States have a lot to lose under Obamacare. Beyond representing a huge overreach of Congress’s constitutional authority, the new law includes several provisions that restrict states’ ability to reform their health care systems in ways that best serve residents’ specific needs.
Obamacare requires all states to extend eligibility for Medicaid to an additional 18 million citizens. This will have serious implications for state budgets, which are already stretched thin by the cost of the program.
The law also requires that states set up health insurance exchanges, for which the rules and regulations will be defined by the federal government. Indiana Governor Mitch Daniels writes that Washington “assumes that [states] will set up and operate its new insurance ‘exchanges’ for it, using our current welfare apparatuses to do the numbingly complex work of figuring out who is eligible for its subsidies, how much each person or family is eligible for, redetermining this eligibility regularly, and more. Then, we are supposed to oversee all the insurance plans in the exchanges for compliance with Washington’s dictates about terms and prices.”
Areas in need of change differ greatly from state to state, so efforts to reform health care should be driven by the states to target these varying needs. Recognizing this, Senators Ron Wyden (D–OR) and Scott Brown (R–MA) have co-sponsored legislation intended to help states take a different direction in reform under Obamacare. But their proposal falls short of the mark.
Obamacare allows states to pursue alternate paths to the new law by applying for a waiver from the Department of Health and Human Services (HHS) and maintaining the same quality and level of coverage as would otherwise exist. The Wyden–Brown measure would simply advance the date on which states can apply to waivers from 2017 to 2014 so that states would not have to implement the major provisions of Obamacare and then wait three years to take an alternate route. This may seem logical, but as Heritage expert Stuart Butler explains in The New England Journal of Medicine, the proposal is not sufficient to remove the obstacles to state flexibility.
First, Butler explains that Wyden–Brown “locks the states into guaranteeing a generous and costly level of benefits. True, a state could propose alternative benefit requirements if they had the same actuarial value as those in [Obamacare]. But the requirements go well beyond basic coverage, and the HHS secretary is the one who defines ‘at least as comprehensive’ benefits.”
Furthermore, states would not be able to include other health programs, like Medicaid and SCHIP, in waiver requests, making it more difficult to propose innovative alternatives that would create savings and give patients more control in existing health programs. Finally, since the Secretary of HHS will ultimately decide which states receive waivers, they would be susceptible to the preferences of the Administration.

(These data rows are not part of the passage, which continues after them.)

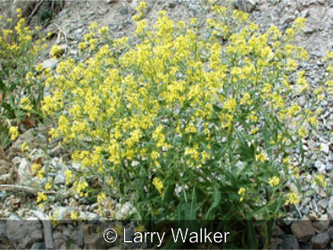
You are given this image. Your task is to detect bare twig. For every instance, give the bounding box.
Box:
[53,23,68,53]
[32,211,54,250]
[27,0,44,19]
[0,185,57,196]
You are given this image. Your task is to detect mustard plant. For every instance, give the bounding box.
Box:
[0,9,45,147]
[42,3,317,249]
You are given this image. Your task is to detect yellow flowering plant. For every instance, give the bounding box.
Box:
[0,11,47,147]
[42,1,317,249]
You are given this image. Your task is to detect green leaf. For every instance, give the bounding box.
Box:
[245,219,258,249]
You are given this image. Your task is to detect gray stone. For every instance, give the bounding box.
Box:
[278,234,299,250]
[0,221,6,239]
[53,174,66,185]
[17,158,32,185]
[36,134,47,145]
[30,242,45,250]
[6,219,43,249]
[313,214,330,232]
[327,227,333,240]
[70,227,84,247]
[235,0,257,13]
[318,199,328,210]
[84,233,112,250]
[291,220,316,242]
[120,7,128,15]
[311,233,330,249]
[327,197,333,220]
[320,143,330,155]
[298,95,306,107]
[53,206,75,221]
[42,58,59,69]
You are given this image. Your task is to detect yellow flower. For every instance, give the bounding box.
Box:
[37,192,47,203]
[9,127,19,141]
[153,177,163,195]
[286,191,301,205]
[51,45,64,58]
[256,151,267,162]
[314,174,326,187]
[269,176,280,187]
[98,27,109,35]
[37,169,44,180]
[45,182,52,190]
[238,187,246,201]
[21,97,33,111]
[65,170,73,185]
[21,142,29,152]
[31,163,42,173]
[71,211,79,220]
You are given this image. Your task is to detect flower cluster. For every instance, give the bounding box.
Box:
[42,3,319,238]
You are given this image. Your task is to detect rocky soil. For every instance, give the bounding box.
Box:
[0,0,333,250]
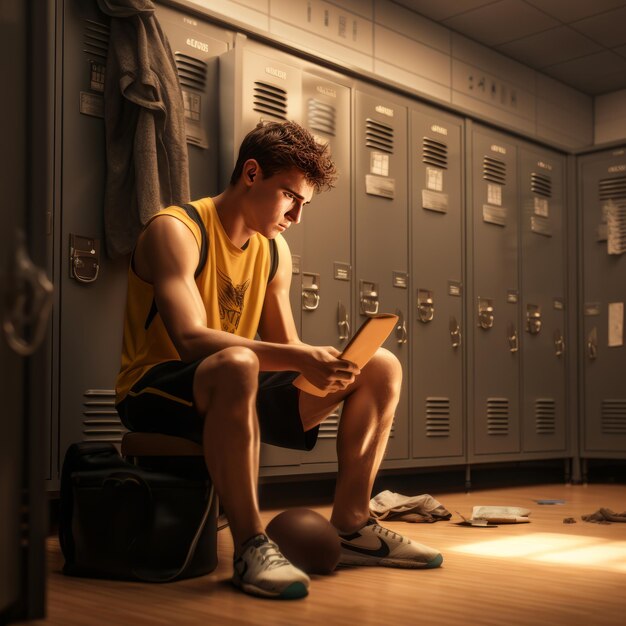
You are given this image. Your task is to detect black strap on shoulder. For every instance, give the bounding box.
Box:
[267,239,278,283]
[144,204,209,330]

Wyden–Brown sheds light on a major flaw of Obamacare, but it does not go far enough to provide states with the changes they really need. Even before passage of Obamacare, more flexibility was needed for states to implement the kinds of reform that would best serve their residents. The first step to putting states in the driver’s seat is to repeal Obamacare, after which Butler proposes creating a bipartisan waiver commission to receive reform plans and to approve “a balanced slated of state proposals,” thus allowing states to innovate without Washington getting in the way.